La Fédération des taxis s’oppose fermement à la légalisation des applications de transport
Le ministre de l’Intérieur et des Transports, Saïd Saioud, a laissé entrevoir la possibilité de régulariser prochainement les applications de transport électroniques.
Il a affirmé, il y a quelques jours, que le projet de réglementation et d’encadrement du transport via les applications électroniques est désormais au niveau du Secrétariat général du gouvernement.
Le ministre a précisé que l’étude du projet sera prochainement finalisée et présentée au Parlement dans un avenir proche.
La fédération nationale des taxis exprime son mécontentement
La Fédération nationale des transporteurs en taxis a vivement dénoncé toutes formes de soutien direct ou indirect au transport parallèle et illégal (clandestin ou via applications).
Elle considère que le transport parallèle, quelle que soit sa forme ou l’entité qui le soutient, constitue une menace grave et systématique pour une profession légale et ancienne, celle des taxis.
Dans un communiqué consulté par la plateforme Awras, la Fédération a déclaré que la situation actuelle représente « une atteinte flagrante aux droits des professionnels du secteur », une « véritable conspiration visant à déstabiliser la profession des taxis » et à « affaiblir sa capacité à perdurer » dans un contexte social et économique difficile, marqué par des « tarifs de transport trop bas qui ne reflètent plus le coût de la vie » et par « l’accumulation de lois et de mesures restrictives qui ont aggravé les souffrances des chauffeurs ».

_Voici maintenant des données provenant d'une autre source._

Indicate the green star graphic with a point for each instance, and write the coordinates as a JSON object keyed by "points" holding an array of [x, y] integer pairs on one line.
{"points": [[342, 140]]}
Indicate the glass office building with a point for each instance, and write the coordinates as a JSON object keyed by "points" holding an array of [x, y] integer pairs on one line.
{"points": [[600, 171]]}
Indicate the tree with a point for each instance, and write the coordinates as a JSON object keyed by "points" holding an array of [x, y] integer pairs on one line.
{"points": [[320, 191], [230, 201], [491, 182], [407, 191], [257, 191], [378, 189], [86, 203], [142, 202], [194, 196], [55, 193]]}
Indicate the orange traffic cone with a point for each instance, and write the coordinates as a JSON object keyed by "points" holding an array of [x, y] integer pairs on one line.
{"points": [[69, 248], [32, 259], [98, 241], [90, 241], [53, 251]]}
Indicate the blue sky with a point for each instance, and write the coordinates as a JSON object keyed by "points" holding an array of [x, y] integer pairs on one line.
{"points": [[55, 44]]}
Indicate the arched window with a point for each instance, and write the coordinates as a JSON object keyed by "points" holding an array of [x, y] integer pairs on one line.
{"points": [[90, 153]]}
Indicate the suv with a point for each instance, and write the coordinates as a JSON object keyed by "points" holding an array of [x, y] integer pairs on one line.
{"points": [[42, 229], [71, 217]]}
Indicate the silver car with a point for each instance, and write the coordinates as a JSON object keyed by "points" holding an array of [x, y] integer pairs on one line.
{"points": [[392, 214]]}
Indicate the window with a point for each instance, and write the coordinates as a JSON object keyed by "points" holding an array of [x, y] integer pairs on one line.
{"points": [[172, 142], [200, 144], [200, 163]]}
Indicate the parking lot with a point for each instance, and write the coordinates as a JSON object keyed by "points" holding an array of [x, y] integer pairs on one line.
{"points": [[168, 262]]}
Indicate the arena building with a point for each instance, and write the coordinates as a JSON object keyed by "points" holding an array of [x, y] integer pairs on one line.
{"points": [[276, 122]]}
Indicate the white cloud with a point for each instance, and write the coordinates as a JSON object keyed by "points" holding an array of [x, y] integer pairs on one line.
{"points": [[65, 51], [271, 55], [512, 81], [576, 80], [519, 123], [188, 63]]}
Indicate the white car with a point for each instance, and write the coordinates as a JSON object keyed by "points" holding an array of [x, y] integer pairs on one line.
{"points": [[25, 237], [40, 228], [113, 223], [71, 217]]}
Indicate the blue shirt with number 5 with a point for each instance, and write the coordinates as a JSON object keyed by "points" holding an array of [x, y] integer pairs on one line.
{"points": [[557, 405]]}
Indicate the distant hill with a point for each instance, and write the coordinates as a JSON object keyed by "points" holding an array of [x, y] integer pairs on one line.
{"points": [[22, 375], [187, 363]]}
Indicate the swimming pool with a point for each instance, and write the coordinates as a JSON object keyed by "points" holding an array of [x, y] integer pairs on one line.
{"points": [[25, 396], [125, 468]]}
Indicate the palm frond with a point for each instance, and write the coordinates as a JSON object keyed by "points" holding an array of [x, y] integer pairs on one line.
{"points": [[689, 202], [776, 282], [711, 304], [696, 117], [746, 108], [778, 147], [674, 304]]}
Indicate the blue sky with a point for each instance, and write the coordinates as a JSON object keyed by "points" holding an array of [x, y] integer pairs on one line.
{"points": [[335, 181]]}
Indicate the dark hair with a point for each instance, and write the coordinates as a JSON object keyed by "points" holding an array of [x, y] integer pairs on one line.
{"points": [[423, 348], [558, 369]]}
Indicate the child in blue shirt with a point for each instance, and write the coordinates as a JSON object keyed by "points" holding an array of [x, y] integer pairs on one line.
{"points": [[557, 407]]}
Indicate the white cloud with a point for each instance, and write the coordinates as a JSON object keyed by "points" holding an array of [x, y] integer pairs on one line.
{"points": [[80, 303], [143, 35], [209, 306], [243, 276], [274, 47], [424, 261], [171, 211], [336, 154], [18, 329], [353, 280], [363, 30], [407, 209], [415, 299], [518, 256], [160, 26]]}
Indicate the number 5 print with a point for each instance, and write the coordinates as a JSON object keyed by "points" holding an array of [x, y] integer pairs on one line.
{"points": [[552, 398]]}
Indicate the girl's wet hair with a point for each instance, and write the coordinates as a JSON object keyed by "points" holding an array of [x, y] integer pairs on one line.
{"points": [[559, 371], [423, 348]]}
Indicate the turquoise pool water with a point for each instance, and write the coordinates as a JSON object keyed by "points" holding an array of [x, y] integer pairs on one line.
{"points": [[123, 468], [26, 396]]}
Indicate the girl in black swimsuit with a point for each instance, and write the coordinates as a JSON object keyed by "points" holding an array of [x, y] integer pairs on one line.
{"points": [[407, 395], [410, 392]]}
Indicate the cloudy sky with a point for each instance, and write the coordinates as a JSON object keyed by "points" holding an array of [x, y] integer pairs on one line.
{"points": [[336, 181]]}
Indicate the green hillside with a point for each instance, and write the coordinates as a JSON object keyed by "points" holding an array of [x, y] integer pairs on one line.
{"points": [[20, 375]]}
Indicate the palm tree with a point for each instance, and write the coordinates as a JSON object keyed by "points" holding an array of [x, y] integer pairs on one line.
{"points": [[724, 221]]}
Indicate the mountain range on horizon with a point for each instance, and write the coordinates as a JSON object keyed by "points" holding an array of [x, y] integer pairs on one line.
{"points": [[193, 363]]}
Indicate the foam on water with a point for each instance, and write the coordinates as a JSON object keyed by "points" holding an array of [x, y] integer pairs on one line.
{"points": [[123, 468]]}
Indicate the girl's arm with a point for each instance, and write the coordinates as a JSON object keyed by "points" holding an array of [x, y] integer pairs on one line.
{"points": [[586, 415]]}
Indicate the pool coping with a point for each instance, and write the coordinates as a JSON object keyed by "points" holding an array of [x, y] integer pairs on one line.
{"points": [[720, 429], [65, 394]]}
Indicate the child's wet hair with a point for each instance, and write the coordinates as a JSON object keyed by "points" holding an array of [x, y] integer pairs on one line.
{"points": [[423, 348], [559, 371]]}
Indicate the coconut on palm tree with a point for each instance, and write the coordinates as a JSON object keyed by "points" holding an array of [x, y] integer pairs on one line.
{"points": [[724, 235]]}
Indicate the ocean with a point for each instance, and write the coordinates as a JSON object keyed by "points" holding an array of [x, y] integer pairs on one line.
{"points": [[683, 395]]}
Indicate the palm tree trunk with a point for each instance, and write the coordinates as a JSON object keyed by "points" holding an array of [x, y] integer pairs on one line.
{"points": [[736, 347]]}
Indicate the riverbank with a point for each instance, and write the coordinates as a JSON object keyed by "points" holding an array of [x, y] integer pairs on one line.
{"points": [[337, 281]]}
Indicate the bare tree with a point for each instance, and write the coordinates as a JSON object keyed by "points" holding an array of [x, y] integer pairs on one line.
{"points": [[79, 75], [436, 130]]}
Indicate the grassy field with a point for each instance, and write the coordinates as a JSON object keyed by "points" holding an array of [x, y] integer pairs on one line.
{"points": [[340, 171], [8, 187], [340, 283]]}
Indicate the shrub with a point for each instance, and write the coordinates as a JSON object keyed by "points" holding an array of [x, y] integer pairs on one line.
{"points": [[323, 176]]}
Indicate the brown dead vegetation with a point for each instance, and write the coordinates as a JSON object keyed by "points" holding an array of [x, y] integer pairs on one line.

La Fédération a annoncé la tenue d’une réunion nationale urgente pour évaluer la gravité de la situation et discuter sérieusement des différentes mesures et mécanismes nécessaires pour remédier à des points cruciaux et urgents.
Ces points incluent, selon la Fédération :
La révision des tarifs de transport afin d’assurer un minimum de dignité professionnelle, ou la levée des restrictions existantes.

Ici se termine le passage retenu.